Figure 5.Figure 5. Example transport pathways extracted from a DFN simulation with 20,000 fractures. The pathways were determined by advective particle tracking with mixing at fracture intersections. The examples shown represent only a small fraction of the complete set of 806 pathways. The complete set was used in constructing Figures 6 and 7.
[38] The MARFA code has been used to compute radionuclide decay chain transport in a number of realistic examples that use trajectories extracted from detailed DFN simulations. The example described in this section is based on the DFN simulations described by Cvetkovic et al. [2004]. Those simulations used 20,000 simulated fractures in a 100 m × 100 m × 100 m region and an applied hydraulic gradient of 0.001 m/m. A total of 806 advection-only trajectories representing equally probably pathways were extracted from the flow simulations and input into the MARFA code. The trajectories were generated by releasing particles on the upstream face and tracking those particles advectively through the network. The probability for selecting one of the fractures on the upstream face was proportional to flow in that fracture (flux-weighed release). At each fracture intersection, the advecting particle was assigned randomly to the downstream fractures with probability proportional to the outgoing flux (perfect mixing assumption). The average number of fracture segments per trajectory is about 35. Figure 5 shows 20 of the pathways that were selected randomly from the full set.
[39] The decay chain 241Am → 237Np → 233U → 229Th was used. Mass was released into the pathways as 241Am. The total amount released into all pathways was 1 mole. Note that this is not meant to be a representative release scenario. It is intended purely as a test of the MARFA code to simulate realistic transport scenarios. Two retention models were used: the unlimited diffusion model and the limited diffusion model with an accessible matrix region of 20 mm thickness. Half-lives and retention properties are shown in Table 2. The matrix thickness parameter is used in the limited diffusion model only. The matrix thickness is approximated as infinite in the unlimited diffusion model.

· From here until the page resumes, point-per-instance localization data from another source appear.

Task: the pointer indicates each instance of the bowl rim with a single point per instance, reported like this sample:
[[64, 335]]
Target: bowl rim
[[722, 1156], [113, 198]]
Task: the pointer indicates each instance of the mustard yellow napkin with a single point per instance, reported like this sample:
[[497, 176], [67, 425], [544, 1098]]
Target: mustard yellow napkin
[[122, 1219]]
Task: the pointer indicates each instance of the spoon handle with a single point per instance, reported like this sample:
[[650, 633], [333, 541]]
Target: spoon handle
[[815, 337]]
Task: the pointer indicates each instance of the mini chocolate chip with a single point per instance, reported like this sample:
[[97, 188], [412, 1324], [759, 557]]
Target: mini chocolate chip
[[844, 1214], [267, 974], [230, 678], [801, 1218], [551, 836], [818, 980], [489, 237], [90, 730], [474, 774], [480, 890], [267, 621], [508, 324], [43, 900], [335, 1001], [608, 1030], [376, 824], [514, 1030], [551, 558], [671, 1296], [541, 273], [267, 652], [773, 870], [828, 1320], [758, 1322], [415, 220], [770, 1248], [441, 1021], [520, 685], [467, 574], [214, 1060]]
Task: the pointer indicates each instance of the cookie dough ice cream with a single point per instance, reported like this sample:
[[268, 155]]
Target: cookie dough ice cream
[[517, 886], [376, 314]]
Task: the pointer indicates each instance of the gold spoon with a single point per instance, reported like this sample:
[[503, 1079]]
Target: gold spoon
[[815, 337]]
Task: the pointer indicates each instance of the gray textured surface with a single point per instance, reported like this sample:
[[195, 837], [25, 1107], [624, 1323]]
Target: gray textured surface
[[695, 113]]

Figure 6.[40] Results for the infinite diffusion model are shown in Figure 6. For this example, about 76% of the initial mass passes through the 100 m system on a cumulative basis. The remaining mass decayed to one of the decay products of 229Th, which are not tracked. Despite the relatively high cumulative throughput in this example, the mass release is spread over an extremely large time and the amount of mass released in any given year is a small fraction of the released mass (maximum annual discharge is about 10−3 % of the initial pulse). The large spreading in the discharge has two sources. The spreading is caused, in part, by the infinite diffusion model, which has strong kinetic controls. The spreading is also caused by a large variation in traveltime among the different pathways, which is a type of macrodispersion. Note in particular the early arrival time for a small fraction of the mass representing a small number of fast pathways in the DFN.
Figure 7.Figure 7. Discharge versus time for the same scenario as Figure 5, but with the limited diffusion model and a 20 mm accessible matrix region.

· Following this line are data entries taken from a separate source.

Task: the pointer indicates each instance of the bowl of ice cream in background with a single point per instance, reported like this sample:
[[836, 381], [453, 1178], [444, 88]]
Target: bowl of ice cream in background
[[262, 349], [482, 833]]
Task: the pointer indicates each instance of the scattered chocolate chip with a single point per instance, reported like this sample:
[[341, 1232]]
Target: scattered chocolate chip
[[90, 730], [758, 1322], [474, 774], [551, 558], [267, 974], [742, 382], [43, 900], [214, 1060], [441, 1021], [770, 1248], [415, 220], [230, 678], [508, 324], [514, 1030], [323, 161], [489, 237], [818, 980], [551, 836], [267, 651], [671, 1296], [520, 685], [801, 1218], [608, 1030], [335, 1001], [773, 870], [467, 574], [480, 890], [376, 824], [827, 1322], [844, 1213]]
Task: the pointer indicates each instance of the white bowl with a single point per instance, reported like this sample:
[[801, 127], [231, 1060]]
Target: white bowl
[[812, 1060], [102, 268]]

[41] Results for the limited diffusion model are shown in Figure 7. Parameters are the same as in Figure 6 except that diffusion is allowed only in a 20 mm matrix region adjacent to the fracture. Peak discharge for the limited diffusion model is about 20 times that of the unlimited diffusion model and occurs at an earlier time. Nearly all of the initial mass passes through the 100 m block with the limited diffusion model.
[42] To appreciate the computational efficiency of the method, note that the particle tracking and reconstruction steps in the large-scale simulations of Figures 6 and 7 took approximately 150 s of computing time for the particle tracking and reconstruction steps. Two broad classes of conventional methods could be used to solve the same problem. In the first conventional approach, a finite element grid would be imposed on each of the 20,000 fractures in the simulation. That approach would require simultaneous solution for a large number of nodal concentrations. The second conventional approach would be to extract the advective trajectories, as in this study, and then solve for concentration on each of the pathways using a conventional numerical code. Although clearly more tractable than full discretization, the second approach would still require 806 individual transport solutions to obtain the ensemble-average breakthrough. Clearly the time domain methods presented here are competitive with these conventional approaches. Part of that computational advantage comes from the fact that the time domain Monte Carlo approach does not need to resolve the transport in each of the 806 pathways. The nature of the Monte Carlo sampling in Figures 6 and 7 is such that the ensemble discharge may be accurately calculated even when the number of particles is too small to accurately resolve the transport in each of the 806 pathways.